The objects painted by Vasilakakis are humble, trivial, almost indifferent: a pear, a plate, a ladder, sticks (‘sometimes they invade a space you are not sure about’), bones (‘lots of bones’), a fish, a ball-shaped piece of wood with a graft, an apple, a log, a strip of paper tape, a cloth on a pole, suggestive of a banner, onions, an orange with toothpicks stuck in it (‘which takes on an animal form but is actually a toy’), a rotting quince, a book, a turnip (‘turnip purple’), a wooden beam, a broomstick, a roof tile, a used spoon (‘I would choose an object and then select my paper, the size’), a piece of wood that caught fire, a tube, a reed wrapped in white cloth, a bar of soap, a piece of a bag, a shepherd’s crook (‘I started off with the measure.
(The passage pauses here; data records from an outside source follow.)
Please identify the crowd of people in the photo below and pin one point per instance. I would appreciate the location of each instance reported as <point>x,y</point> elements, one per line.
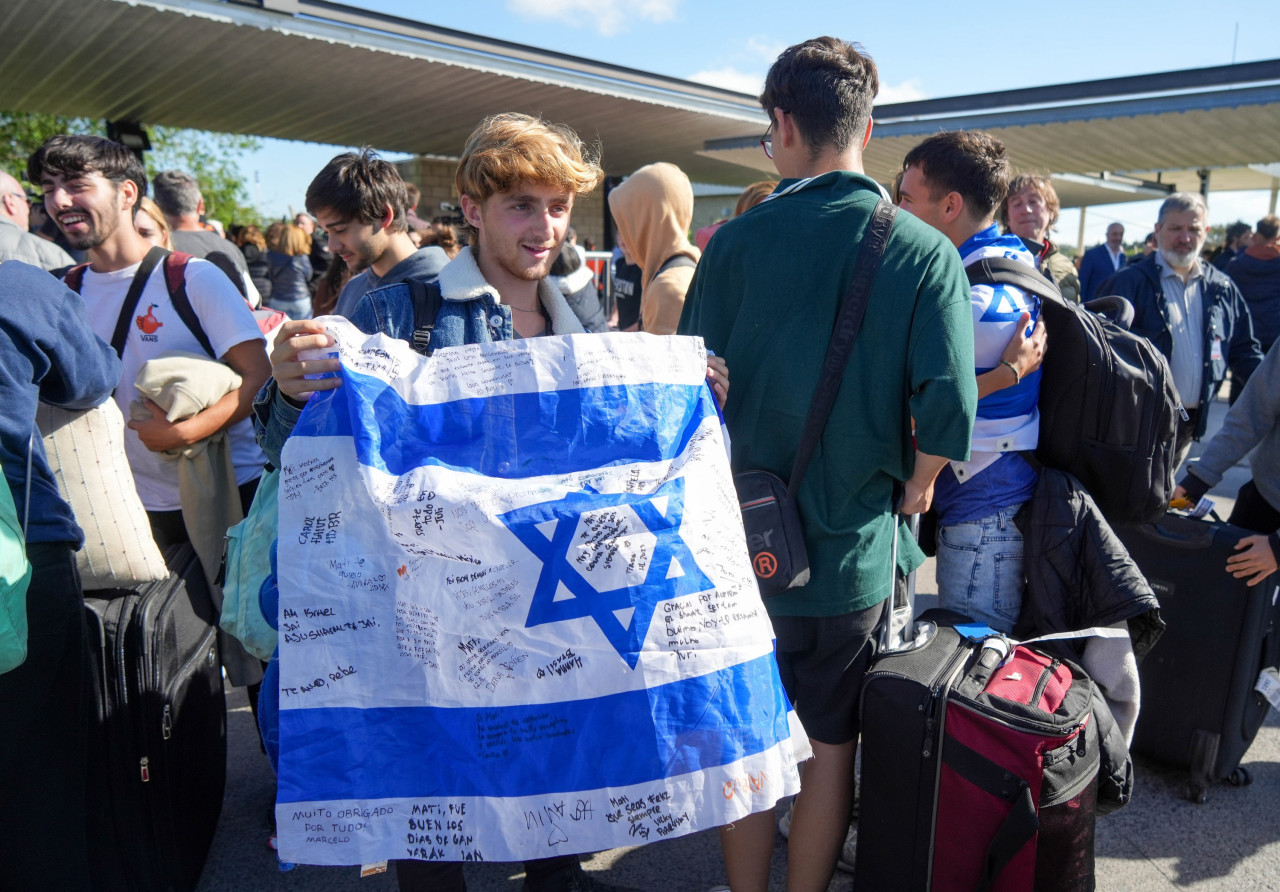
<point>941,408</point>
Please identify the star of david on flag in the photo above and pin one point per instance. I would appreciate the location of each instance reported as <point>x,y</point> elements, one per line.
<point>636,539</point>
<point>516,603</point>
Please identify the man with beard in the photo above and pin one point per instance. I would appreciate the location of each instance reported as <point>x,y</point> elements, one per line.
<point>1191,311</point>
<point>361,202</point>
<point>92,188</point>
<point>519,178</point>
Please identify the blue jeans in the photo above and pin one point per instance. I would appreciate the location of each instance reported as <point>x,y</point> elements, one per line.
<point>979,568</point>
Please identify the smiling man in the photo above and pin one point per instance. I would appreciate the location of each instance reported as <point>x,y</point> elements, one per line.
<point>1191,311</point>
<point>92,188</point>
<point>361,202</point>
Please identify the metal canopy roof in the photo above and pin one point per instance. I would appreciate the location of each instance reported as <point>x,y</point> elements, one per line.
<point>323,72</point>
<point>1221,119</point>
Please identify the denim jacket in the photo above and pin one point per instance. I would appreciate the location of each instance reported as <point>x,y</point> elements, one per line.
<point>471,312</point>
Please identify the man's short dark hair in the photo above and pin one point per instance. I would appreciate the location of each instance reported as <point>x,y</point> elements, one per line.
<point>176,193</point>
<point>359,186</point>
<point>828,86</point>
<point>77,155</point>
<point>970,163</point>
<point>1238,229</point>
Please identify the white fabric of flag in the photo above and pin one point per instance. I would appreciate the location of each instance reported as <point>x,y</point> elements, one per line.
<point>517,613</point>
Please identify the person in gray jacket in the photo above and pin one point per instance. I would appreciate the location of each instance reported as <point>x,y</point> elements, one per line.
<point>16,242</point>
<point>1252,421</point>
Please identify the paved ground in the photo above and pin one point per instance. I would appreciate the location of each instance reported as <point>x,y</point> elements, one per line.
<point>1159,842</point>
The inner human measure. I’ve done it before. A life-size piece of wood’), a series of quail droppings and eggs, each with different splashes of colour (‘I would wait for the quail on my balcony to lay eggs and then I’d paint them’). All works are painted in oil on paper; some – the larger ones – are mounted on panel.

The concept explored in this series is the harmonious relationship between the artist and the image. Is it possible for the image to coexist with the painter without disturbing him? ‘Not to offer resistance to what he himself is, nor cause distraction. To make it possible to simply be with the image, live with it. That was my original thought; that’s how this whole thing started. In a cell, say. It was essentially the contemplation of a hut,’ Vasilakakis explains. One such image, perhaps characteristic of the show, is Hut (2020–2021), ‘the incomplete model of an anchorite’s hut, a martyr’s retreat’. In this exquisitely simple picture, which exemplifies the ascetic mood sought by Vasilakakis, a wooden structure made of light-coloured wood seems to float against a black background. In this unfinished drawing of a hut, the viewer recognises the origins of architecture and at the same time, in the anchorism it epitomises, a metaphor for life itself. In addition, hidden in the grain and knots of the timber of this unfinished hut is Diego Velázquez’s Christ Crucified (1632): Vasilakakis has extensively studied the imposing verticality of this cross, and it is to his conversation with Velázquez that the cruciform elements seen in his paintings owe their existence.

Seeking ‘the shudder of inner experience’ (which Georges Bataille praised), Vasilakakis avoids looking at the works of his contemporary fellow artists and turns for inspiration to theological texts, such as the Synaxarion and the Evergetinos. He is interested, as he says, in folly for Christ’s sake, ‘holy folly’ – the ‘cherished humility’ and ‘death of individuality’ which monks such as the saints Andrew and Symeon championed and practised in their lives. These ascetic fools, who lived in caves or tiny wooden huts, experiencing visions and miracles, inspire the artist by their struggle to subdue egoism and human vanity. 

Vasilakakis’s exhibition at the Arts Centre is divided into two ‘fields.’ One is ascetic, anchoretic, ‘a state of mourning’ as he explains. The other is devotional – involving praise and prayer. A Quiet Life is a contemplative exhibition, highlighting concepts lost from our vocabulary and lifestyle, such as humility, patience, restraint, silence and love. The silent paintings of Vasilis Vasilakakis propose viewing things in a way that takes us straight into the dark forest: ‘We are only totally laid bare by proceeding without trickery to the unknown. It is the share of the unknown that gives the experience of God – or the poetic – its great authority,’ Bataille reminds us.3

Christoforos Marinos
Art Historian
OPANDA curator of exhibitions and events

Translated by Dimitris Saltabassis


1 See Apostolis Artinos, The Heterotopia of the Hut, Smili, Athens 2014 [in Greek].
2 Adam Sharr, Heidegger’s Hut, The MIT Press, 2006.
3 Georges Bataille, Inner Experience, translated and with an introduction by Stuart Kendall, SUNY Press, New York 2014, p. 5.